3 Stock Catalysts Every Trader Should Know
The big difference between trading and investing is that when you invest in a stock, you should be going in with a long-term view. You can always change your mind, if the outlook changes. But trading is different because you should be looking for a catalyst that will make your stock surge in the short term. That’s why traders analyse earnings reports because it is common to see a stock price increase after the company reports a better than expected quarterly earnings (or the other way around if they do not meet expectations).
For a trader it is important to have near-term catalysts, otherwise, he has no reason to believe the price will quickly move higher. If there is no reason to expect a stock to jump in the near term, a trader considers his investment as dead money. A trader wants to put his money to work in the market in the short term.
Below are 3 catalysts that you can look for to get your stock moving quickly.
1. Earnings
Quarterly earnings are usually movers and shakers.
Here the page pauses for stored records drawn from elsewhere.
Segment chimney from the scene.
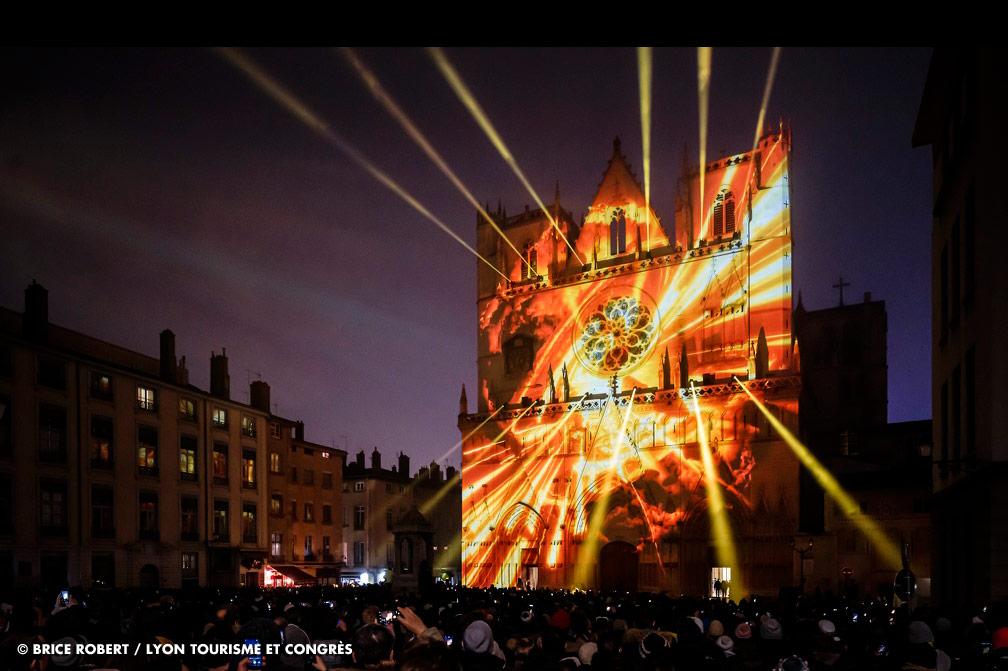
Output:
[22,280,49,341]
[249,380,271,415]
[210,349,231,400]
[161,328,178,384]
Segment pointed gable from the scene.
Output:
[578,138,668,260]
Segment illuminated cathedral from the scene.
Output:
[459,127,800,595]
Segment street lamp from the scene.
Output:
[791,536,815,594]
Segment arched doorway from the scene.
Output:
[599,541,639,591]
[140,564,161,589]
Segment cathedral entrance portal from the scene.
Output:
[599,541,639,591]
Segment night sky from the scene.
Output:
[0,48,931,468]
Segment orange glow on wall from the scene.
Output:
[460,129,797,587]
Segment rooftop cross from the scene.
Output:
[833,276,851,305]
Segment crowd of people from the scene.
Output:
[0,585,1008,671]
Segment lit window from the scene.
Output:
[182,552,200,580]
[178,435,197,480]
[91,415,113,468]
[242,449,255,488]
[136,387,157,412]
[136,426,157,476]
[178,398,196,422]
[242,503,256,543]
[242,415,255,438]
[214,442,228,485]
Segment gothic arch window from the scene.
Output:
[711,189,735,238]
[399,538,413,573]
[725,191,735,235]
[501,333,533,375]
[522,243,539,279]
[609,208,627,256]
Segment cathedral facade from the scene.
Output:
[459,128,800,593]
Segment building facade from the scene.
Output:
[794,296,931,598]
[0,283,341,587]
[260,381,346,585]
[912,48,1008,609]
[343,447,413,582]
[459,128,800,592]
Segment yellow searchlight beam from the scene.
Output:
[735,377,902,566]
[689,381,746,594]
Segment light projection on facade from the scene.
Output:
[459,128,798,591]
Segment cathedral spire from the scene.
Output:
[756,326,770,378]
[658,346,672,389]
[679,343,689,389]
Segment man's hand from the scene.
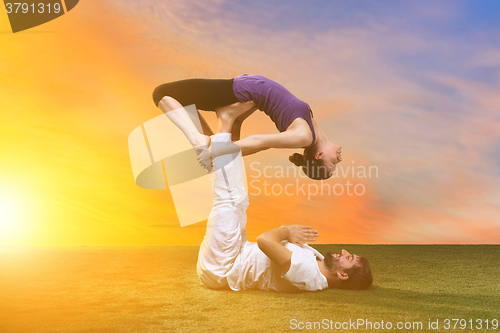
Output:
[280,224,319,244]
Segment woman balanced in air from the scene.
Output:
[153,74,342,180]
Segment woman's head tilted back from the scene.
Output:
[289,140,342,180]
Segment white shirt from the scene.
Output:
[227,242,328,292]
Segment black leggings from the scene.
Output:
[153,79,238,111]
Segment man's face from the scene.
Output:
[325,249,358,272]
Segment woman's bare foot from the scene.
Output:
[193,135,212,172]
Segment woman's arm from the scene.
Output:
[231,106,258,141]
[257,225,318,274]
[211,130,310,158]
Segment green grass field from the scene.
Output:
[0,245,500,333]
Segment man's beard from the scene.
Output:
[324,252,339,271]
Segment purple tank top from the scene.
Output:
[233,74,316,148]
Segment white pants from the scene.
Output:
[196,133,248,289]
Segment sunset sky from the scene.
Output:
[0,0,500,245]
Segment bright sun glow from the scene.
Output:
[0,195,22,239]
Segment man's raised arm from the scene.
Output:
[257,225,318,274]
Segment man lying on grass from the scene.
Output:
[197,133,373,292]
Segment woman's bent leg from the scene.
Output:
[158,96,208,147]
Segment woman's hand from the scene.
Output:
[195,147,213,173]
[281,224,319,244]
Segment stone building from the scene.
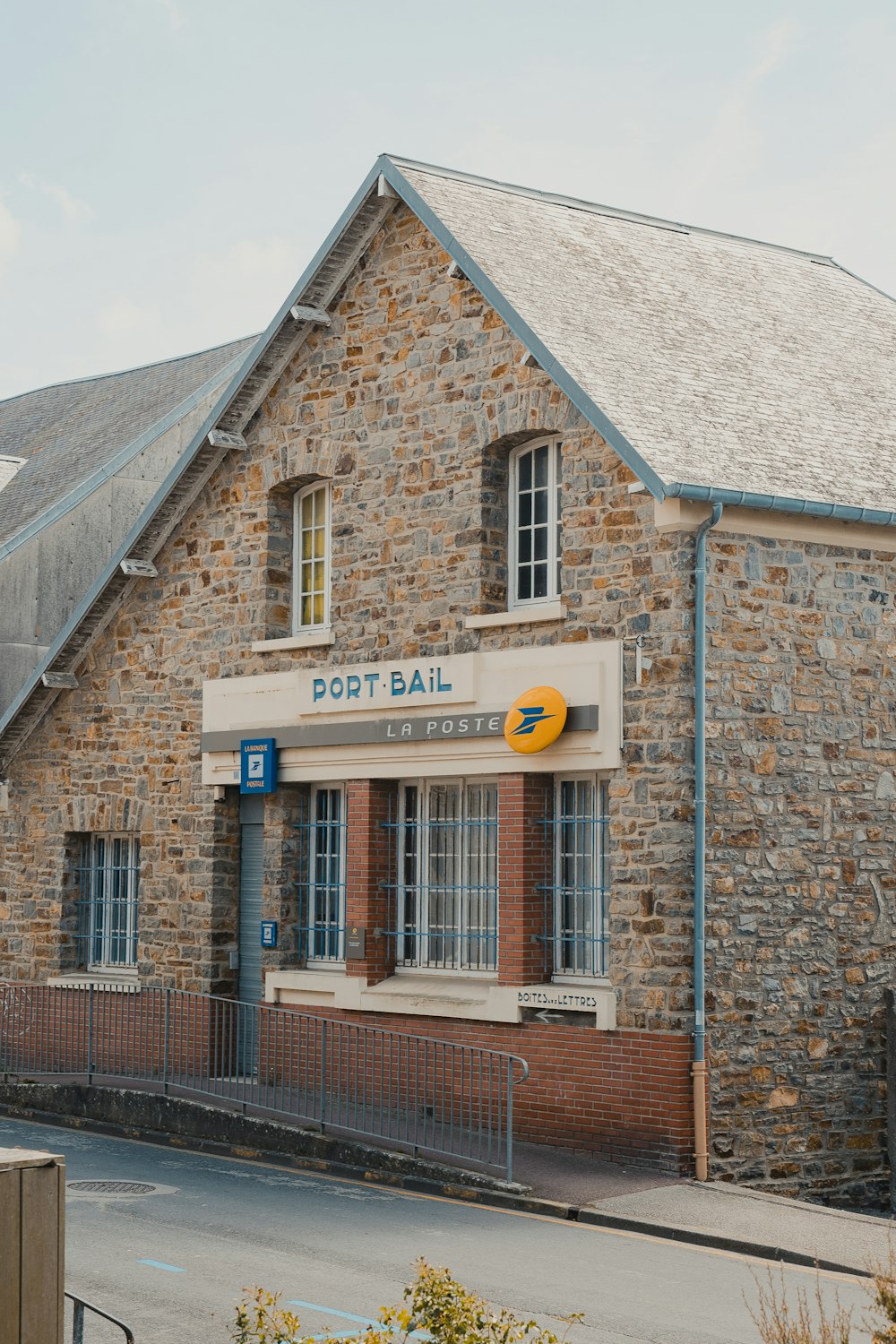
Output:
[0,158,896,1199]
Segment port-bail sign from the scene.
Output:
[299,656,476,715]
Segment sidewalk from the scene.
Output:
[514,1144,896,1274]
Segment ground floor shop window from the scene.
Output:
[393,780,498,970]
[299,785,347,962]
[75,833,140,970]
[546,779,607,978]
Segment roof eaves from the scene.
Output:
[0,336,251,409]
[0,347,254,562]
[667,481,896,527]
[382,156,665,500]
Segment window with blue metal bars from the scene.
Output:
[388,780,498,972]
[75,832,140,970]
[544,779,608,978]
[298,785,347,962]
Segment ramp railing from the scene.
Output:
[0,981,528,1180]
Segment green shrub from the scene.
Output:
[229,1260,582,1344]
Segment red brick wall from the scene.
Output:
[280,1007,694,1174]
[345,780,395,986]
[498,774,554,986]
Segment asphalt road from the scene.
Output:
[0,1117,868,1344]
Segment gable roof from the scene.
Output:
[0,338,256,558]
[0,155,896,769]
[395,160,896,511]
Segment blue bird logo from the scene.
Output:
[512,704,554,738]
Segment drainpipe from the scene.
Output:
[691,504,721,1180]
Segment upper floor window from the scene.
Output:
[293,481,331,634]
[508,440,562,607]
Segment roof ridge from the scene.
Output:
[0,332,262,408]
[384,155,844,271]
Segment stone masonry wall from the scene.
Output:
[0,207,692,1031]
[707,530,896,1199]
[0,196,896,1191]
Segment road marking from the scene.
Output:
[286,1297,430,1340]
[286,1297,380,1325]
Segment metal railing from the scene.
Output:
[0,981,528,1180]
[65,1293,134,1344]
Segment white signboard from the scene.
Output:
[297,656,476,718]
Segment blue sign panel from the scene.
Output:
[239,738,277,793]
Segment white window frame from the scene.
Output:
[508,435,563,612]
[306,784,348,969]
[79,831,140,970]
[551,773,610,984]
[395,776,500,980]
[293,481,332,634]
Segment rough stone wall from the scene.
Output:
[0,199,694,1031]
[707,521,896,1199]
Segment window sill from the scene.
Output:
[463,602,567,631]
[253,629,336,653]
[47,968,140,995]
[264,969,616,1031]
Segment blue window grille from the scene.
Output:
[298,785,347,962]
[387,781,498,970]
[75,833,140,969]
[544,779,608,978]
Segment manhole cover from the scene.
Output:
[68,1180,159,1195]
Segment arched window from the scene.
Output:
[293,481,331,634]
[508,440,562,607]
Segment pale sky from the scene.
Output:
[0,0,896,398]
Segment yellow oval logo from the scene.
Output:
[504,685,567,755]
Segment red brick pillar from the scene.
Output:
[498,774,554,986]
[345,780,395,986]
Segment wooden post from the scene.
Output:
[0,1148,65,1344]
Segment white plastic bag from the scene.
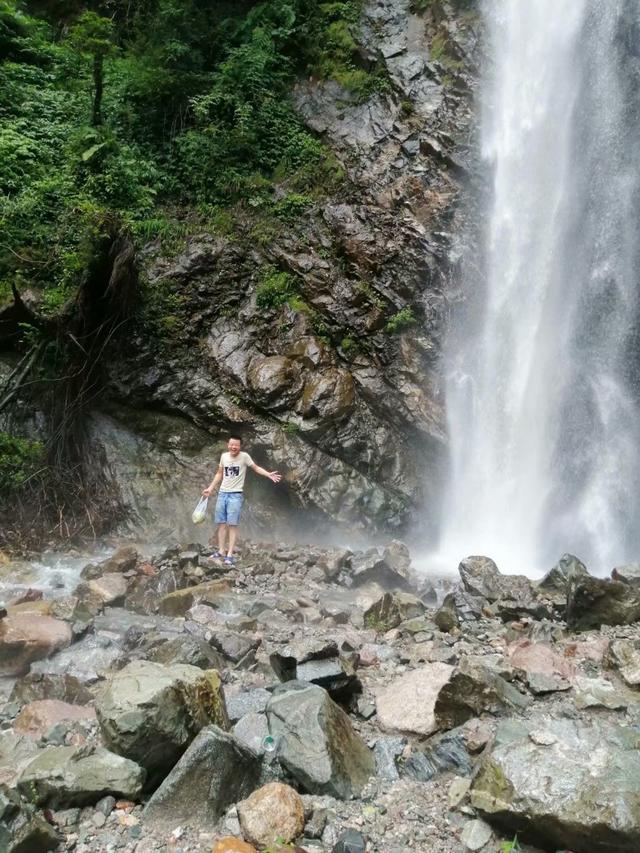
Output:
[191,498,209,524]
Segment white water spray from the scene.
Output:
[440,0,640,574]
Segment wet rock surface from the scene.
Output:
[0,542,640,853]
[70,0,479,544]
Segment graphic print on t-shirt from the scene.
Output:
[220,450,253,493]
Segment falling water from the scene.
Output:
[441,0,640,574]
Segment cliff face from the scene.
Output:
[93,0,479,544]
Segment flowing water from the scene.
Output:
[439,0,640,575]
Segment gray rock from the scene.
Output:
[269,637,359,698]
[233,711,269,754]
[376,663,452,735]
[148,635,225,670]
[382,539,411,578]
[458,557,502,601]
[460,820,493,850]
[31,634,123,686]
[224,687,271,723]
[538,554,589,607]
[0,731,38,787]
[471,718,640,853]
[433,592,460,634]
[401,730,473,782]
[364,592,426,632]
[351,548,408,589]
[573,675,640,711]
[9,672,93,705]
[434,657,531,729]
[611,563,640,586]
[209,628,260,663]
[96,661,229,785]
[458,557,549,621]
[332,829,367,853]
[144,726,261,828]
[373,737,407,782]
[607,640,640,687]
[566,576,640,631]
[18,746,145,808]
[0,785,62,853]
[267,682,374,799]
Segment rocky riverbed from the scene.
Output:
[0,541,640,853]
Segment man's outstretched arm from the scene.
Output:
[202,465,222,498]
[251,463,282,483]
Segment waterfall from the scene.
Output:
[439,0,640,575]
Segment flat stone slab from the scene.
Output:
[376,663,454,735]
[471,719,640,853]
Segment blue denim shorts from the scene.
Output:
[213,492,244,527]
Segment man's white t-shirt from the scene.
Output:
[220,450,253,492]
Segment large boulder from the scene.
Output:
[0,613,73,676]
[607,640,640,687]
[364,592,426,632]
[434,657,531,729]
[18,746,145,808]
[458,556,502,601]
[145,726,261,827]
[13,699,96,738]
[158,580,231,616]
[267,682,375,799]
[9,672,93,705]
[74,572,128,616]
[0,785,62,853]
[269,637,359,696]
[611,563,640,586]
[458,557,550,621]
[96,661,229,786]
[506,639,575,693]
[376,663,453,735]
[566,575,640,631]
[0,731,38,784]
[471,719,640,853]
[238,782,304,850]
[538,554,589,610]
[80,545,139,580]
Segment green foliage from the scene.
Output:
[69,12,115,57]
[384,305,417,335]
[256,266,298,310]
[429,32,462,71]
[0,0,370,328]
[0,432,44,492]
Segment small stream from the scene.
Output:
[0,546,114,604]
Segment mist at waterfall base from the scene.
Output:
[431,0,640,576]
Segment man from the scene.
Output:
[202,435,282,566]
Better than expected earnings should increase the stock price. Much better than expected results should make them move a lot. Vice versa if earnings come in not as good as expected.
2. Analyst upgrades
When stock analysts issue a new Buy or Sell recommendation, stocks can move significantly. But to give your trades the best opportunity to be upgraded, then find stocks that are out of favour of analysts. It is common sense: if most analysts already have rated the stock as a “Buy”, the chances of an upgrade are slim. But if most analysts rate the stock a “Hold” or “Sell,” you can sometimes get a nice move higher when they upgrade your stock.
3. Short squeeze
If a stock is heavily shorted, any move higher in price gives the traders who have short positions a headache. Eventually, when the losses get to be too much, the shorts exit their positions by purchasing the stock. That creates more buying and pushes the price even higher. As the price climbs, more shorts buy the stock, and you can get a powerful move from all the extra demand for the shares. Typically, you should look for stocks with more than 10% of the number of shares available for trading sold short.
Stocks typically don’t make big moves for no reason. Traders need a catalyst that will push their stock higher in the near term. If there is none, move on and find a stock that has one.